The Virtual and the Real in Planning and Urban Design by Yamu Claudia;Poplin Alenka;Devisch Oswald;De Roo Gert;

The Virtual and the Real in Planning and Urban Design by Yamu Claudia;Poplin Alenka;Devisch Oswald;De Roo Gert;

Author:Yamu, Claudia;Poplin, Alenka;Devisch, Oswald;De Roo, Gert;
Language: eng
Format: epub
Publisher: Taylor & Francis Group


Explaining centrality and measuring accessibility

According to Hillier et al. (2007), cities have a dual nature, with both a foreground and background network. The foreground global network reflects the micro-economic functional pattern. It is the general component of the city and works in the same way independently of any particular culture. For example, the location pattern of shops is attracted to the spatially most integrated streets on various scale levels. The foreground network links urban centres at all scales to each other. In general, the foreground global network gives a European, historically grown city’s street structure a deformed wheel pattern. The main routes of the network that pass through urban areas hence shape the deformed wheel’s armature. In this way, accessibility, from the city’s edges to its centre, and the natural interface of co-presence through movement from centres to edges, is made efficient and possible.

Within this network, the growth of settlements entails a reorganization of spatial systems, including the hierarchy of centres and sub-centres, or ‘centrality’ and ‘periphery’. Centrality has been revealed as an important factor in understanding the structural characteristics of a complex relational network. It is also relevant to various spatial factors affecting social activity in cities. Centrality, or rather the cascade of different-sized centres, as well as centre and periphery, represents the hierarchical scale of accessibility within a system. Hillier redefined ‘centrality’ as ‘pervasive centrality’ (2012), whereby centrality functions in a diffuse manner throughout the network on all scales (closeness and proximity to smaller and larger centres from a certain location within the city). In this context, space syntax has made the link between the emergent structure and spatial agency, where a city’s emergent structure is a law-governed process concerning the network of spaces linking buildings together (morphological component) and, in turn, the emergent spatial structure itself has effects on the functional patterns of the city.

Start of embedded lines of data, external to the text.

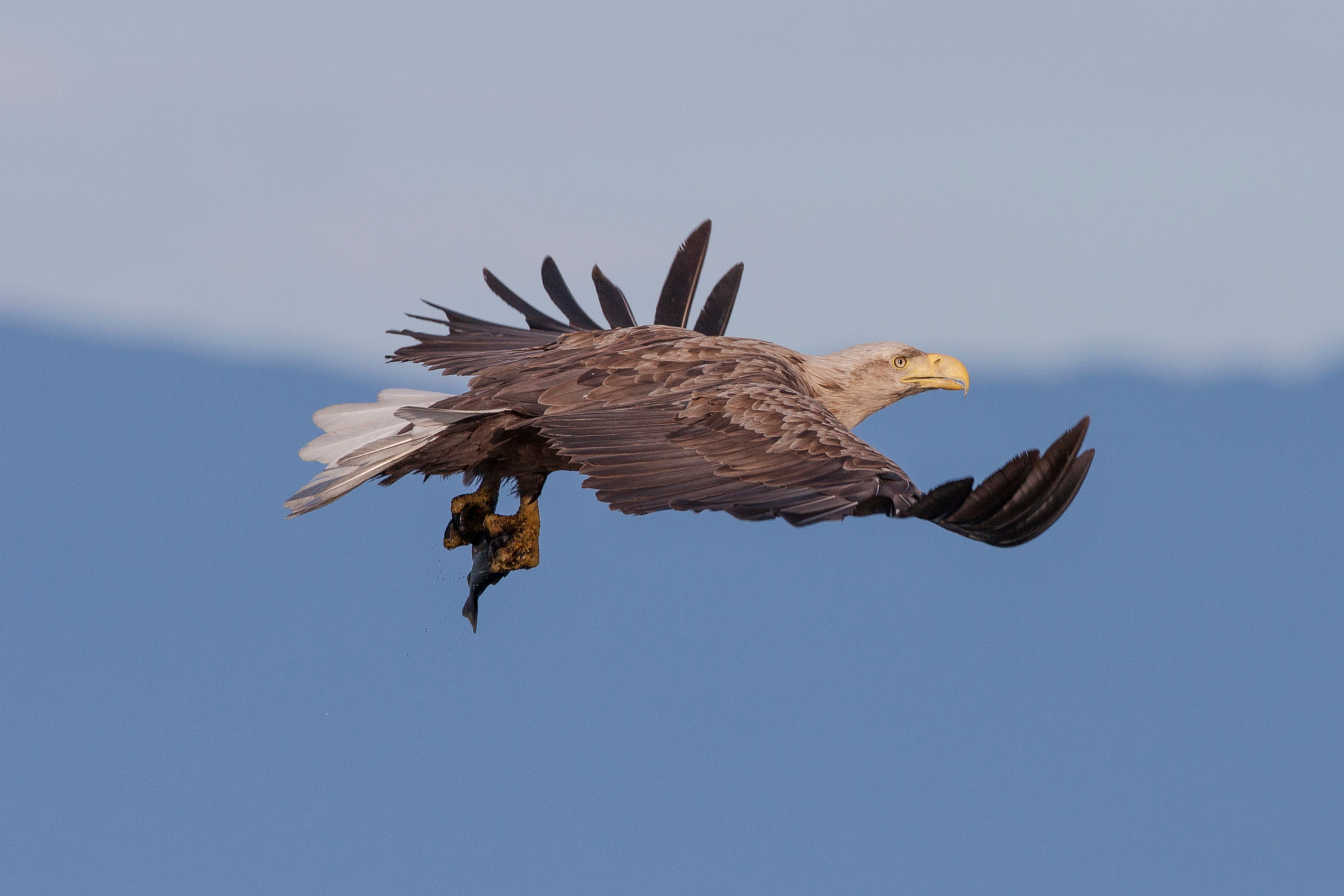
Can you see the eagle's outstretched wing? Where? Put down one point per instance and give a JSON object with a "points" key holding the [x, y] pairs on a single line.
{"points": [[753, 451], [673, 310], [761, 452], [662, 418]]}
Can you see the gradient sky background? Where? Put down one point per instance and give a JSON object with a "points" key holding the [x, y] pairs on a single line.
{"points": [[213, 213], [1020, 184]]}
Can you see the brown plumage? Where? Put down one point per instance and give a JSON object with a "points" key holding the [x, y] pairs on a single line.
{"points": [[665, 418]]}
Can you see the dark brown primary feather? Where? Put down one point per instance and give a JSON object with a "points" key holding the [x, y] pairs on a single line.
{"points": [[609, 296], [718, 306], [679, 288], [536, 319], [564, 298]]}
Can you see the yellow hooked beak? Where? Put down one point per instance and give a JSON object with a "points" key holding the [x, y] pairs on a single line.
{"points": [[936, 371]]}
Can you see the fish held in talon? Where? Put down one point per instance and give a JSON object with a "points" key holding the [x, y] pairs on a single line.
{"points": [[660, 417]]}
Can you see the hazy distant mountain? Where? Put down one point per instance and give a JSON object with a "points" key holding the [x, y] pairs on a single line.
{"points": [[201, 696]]}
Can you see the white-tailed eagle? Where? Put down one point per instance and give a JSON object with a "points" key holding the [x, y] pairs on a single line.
{"points": [[662, 418]]}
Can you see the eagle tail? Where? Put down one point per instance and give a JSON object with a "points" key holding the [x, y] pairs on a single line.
{"points": [[362, 441]]}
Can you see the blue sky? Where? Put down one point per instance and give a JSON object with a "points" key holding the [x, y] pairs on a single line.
{"points": [[1026, 186], [202, 696], [1127, 210]]}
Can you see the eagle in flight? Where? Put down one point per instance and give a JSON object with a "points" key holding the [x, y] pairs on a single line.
{"points": [[662, 417]]}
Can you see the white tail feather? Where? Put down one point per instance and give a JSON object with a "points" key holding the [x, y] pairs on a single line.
{"points": [[362, 441]]}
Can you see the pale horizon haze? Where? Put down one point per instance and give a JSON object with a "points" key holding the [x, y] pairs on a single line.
{"points": [[1030, 187]]}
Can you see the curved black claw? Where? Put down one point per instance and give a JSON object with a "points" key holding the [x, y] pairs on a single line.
{"points": [[482, 577]]}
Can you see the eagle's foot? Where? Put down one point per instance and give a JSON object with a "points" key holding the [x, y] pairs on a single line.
{"points": [[516, 538], [469, 512]]}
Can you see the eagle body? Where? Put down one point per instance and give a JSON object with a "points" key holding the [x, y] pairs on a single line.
{"points": [[664, 418]]}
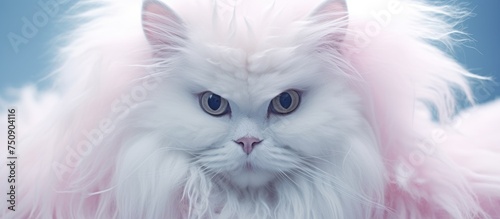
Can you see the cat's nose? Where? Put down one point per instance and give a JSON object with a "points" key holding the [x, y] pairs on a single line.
{"points": [[248, 143]]}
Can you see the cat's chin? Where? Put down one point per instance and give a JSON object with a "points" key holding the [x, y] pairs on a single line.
{"points": [[251, 178]]}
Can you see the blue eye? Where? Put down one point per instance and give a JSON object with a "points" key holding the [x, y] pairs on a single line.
{"points": [[214, 104], [285, 103]]}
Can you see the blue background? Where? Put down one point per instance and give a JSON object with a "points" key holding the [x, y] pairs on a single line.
{"points": [[33, 60]]}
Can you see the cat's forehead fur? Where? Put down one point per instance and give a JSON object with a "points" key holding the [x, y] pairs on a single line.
{"points": [[247, 50]]}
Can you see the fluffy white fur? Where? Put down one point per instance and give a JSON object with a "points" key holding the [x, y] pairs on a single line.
{"points": [[128, 139]]}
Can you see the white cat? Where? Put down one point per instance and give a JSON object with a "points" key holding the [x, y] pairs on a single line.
{"points": [[260, 109]]}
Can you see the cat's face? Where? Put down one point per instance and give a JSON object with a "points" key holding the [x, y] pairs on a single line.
{"points": [[256, 117]]}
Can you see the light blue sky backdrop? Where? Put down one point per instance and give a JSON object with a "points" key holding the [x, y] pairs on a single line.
{"points": [[32, 61]]}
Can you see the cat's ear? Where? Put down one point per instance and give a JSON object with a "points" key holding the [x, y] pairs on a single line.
{"points": [[335, 13], [163, 29]]}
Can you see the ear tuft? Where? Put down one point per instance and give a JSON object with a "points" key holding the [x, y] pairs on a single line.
{"points": [[161, 25], [334, 11]]}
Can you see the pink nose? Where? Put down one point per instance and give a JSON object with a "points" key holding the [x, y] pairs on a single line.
{"points": [[248, 143]]}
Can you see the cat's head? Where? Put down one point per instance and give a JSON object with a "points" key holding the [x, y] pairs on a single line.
{"points": [[258, 110]]}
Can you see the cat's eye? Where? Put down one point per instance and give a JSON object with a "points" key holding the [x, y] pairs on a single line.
{"points": [[285, 103], [214, 104]]}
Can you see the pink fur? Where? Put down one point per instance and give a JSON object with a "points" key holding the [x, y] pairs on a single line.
{"points": [[417, 167]]}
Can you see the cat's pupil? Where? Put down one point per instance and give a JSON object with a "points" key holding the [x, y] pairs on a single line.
{"points": [[214, 102], [285, 100]]}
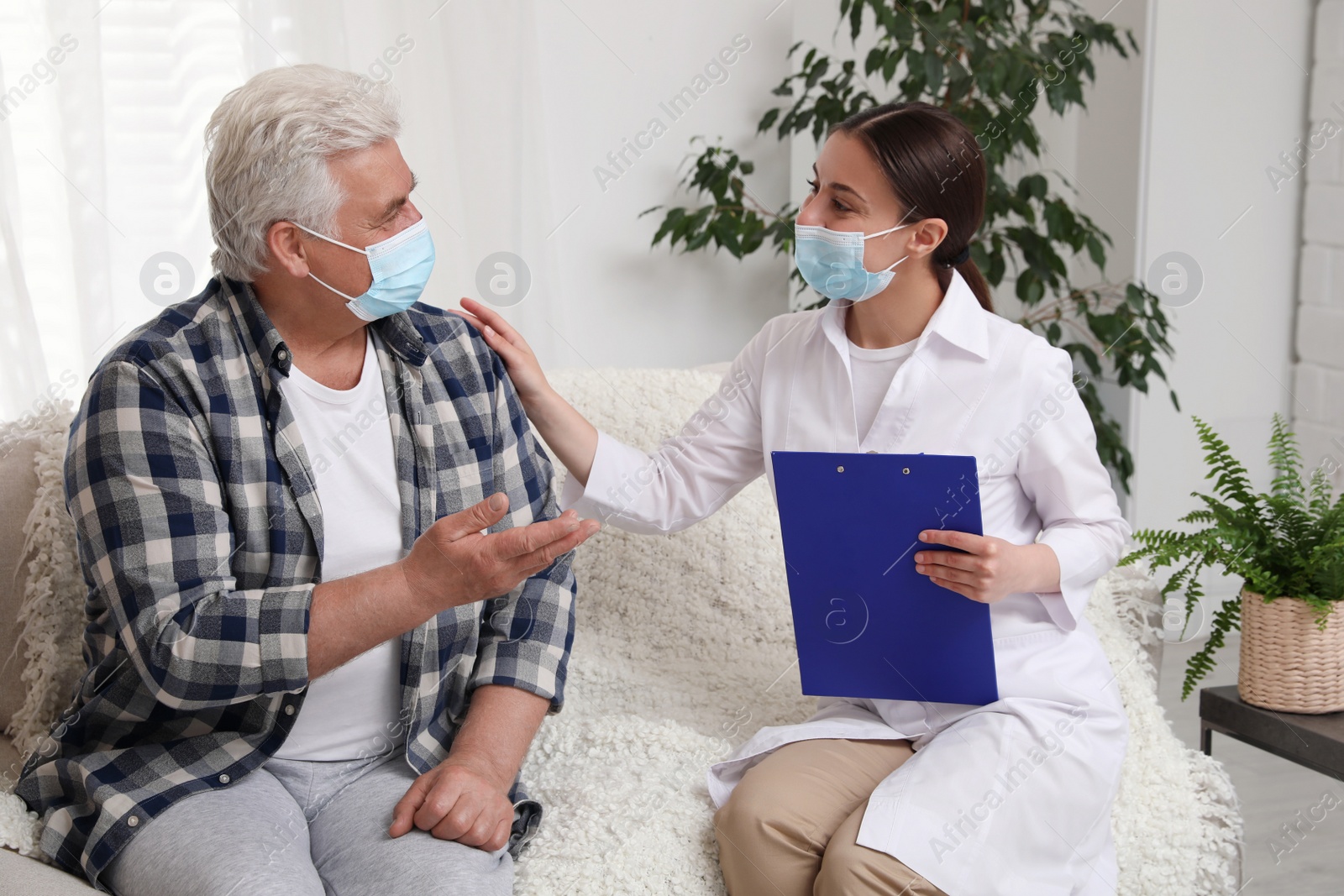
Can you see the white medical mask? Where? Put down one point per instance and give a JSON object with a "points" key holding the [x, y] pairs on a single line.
{"points": [[401, 266], [831, 262]]}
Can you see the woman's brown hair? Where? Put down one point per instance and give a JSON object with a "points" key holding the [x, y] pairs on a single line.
{"points": [[936, 170]]}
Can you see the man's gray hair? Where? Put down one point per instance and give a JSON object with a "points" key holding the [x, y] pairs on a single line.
{"points": [[268, 145]]}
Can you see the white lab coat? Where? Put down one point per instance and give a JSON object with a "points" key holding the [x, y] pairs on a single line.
{"points": [[1005, 799]]}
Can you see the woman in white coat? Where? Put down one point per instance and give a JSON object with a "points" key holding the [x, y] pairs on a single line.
{"points": [[891, 795]]}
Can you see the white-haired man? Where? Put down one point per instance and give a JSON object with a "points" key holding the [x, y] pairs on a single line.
{"points": [[329, 595]]}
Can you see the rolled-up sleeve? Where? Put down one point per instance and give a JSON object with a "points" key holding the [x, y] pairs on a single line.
{"points": [[526, 634], [1062, 474], [156, 543]]}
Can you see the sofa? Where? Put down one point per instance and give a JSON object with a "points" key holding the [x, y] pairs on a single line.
{"points": [[685, 647]]}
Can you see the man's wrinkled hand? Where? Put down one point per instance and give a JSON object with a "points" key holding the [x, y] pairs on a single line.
{"points": [[456, 801]]}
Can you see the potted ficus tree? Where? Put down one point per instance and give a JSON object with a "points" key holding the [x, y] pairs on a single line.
{"points": [[1288, 547]]}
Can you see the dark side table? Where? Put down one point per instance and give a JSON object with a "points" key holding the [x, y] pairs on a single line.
{"points": [[1316, 741]]}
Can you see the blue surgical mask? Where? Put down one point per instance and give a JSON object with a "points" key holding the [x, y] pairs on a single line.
{"points": [[831, 261], [400, 265]]}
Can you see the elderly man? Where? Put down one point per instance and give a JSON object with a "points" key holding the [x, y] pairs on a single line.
{"points": [[329, 595]]}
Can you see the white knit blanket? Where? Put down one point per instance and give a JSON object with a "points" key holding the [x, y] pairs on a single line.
{"points": [[685, 647]]}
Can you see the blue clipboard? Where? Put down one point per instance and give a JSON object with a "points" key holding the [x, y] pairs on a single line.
{"points": [[867, 625]]}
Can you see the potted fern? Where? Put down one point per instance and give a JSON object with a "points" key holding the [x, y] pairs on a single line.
{"points": [[1288, 547]]}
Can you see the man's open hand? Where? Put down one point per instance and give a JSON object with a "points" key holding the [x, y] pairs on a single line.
{"points": [[456, 801], [452, 563]]}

At first sight, centrality seems to be something static, and the central area and its boundaries well defined, requiring only the study of the spatial-economic layout. However, when adding temporal aspects, the idea of a stable and clear centre fades: centres shift, expand, shrink or change their focus – and all this occurs in a non-linear manner. Human behaviour, expressed in choices made (e.g. shopping, travel behaviour), also influences the spatial form and plays a role in the constitution of centrality. Space syntax measures the idea of centrality using two logics: ‘integration’, representing ‘to-centrality’, and ‘choice’, representing ‘in-between-centrality’.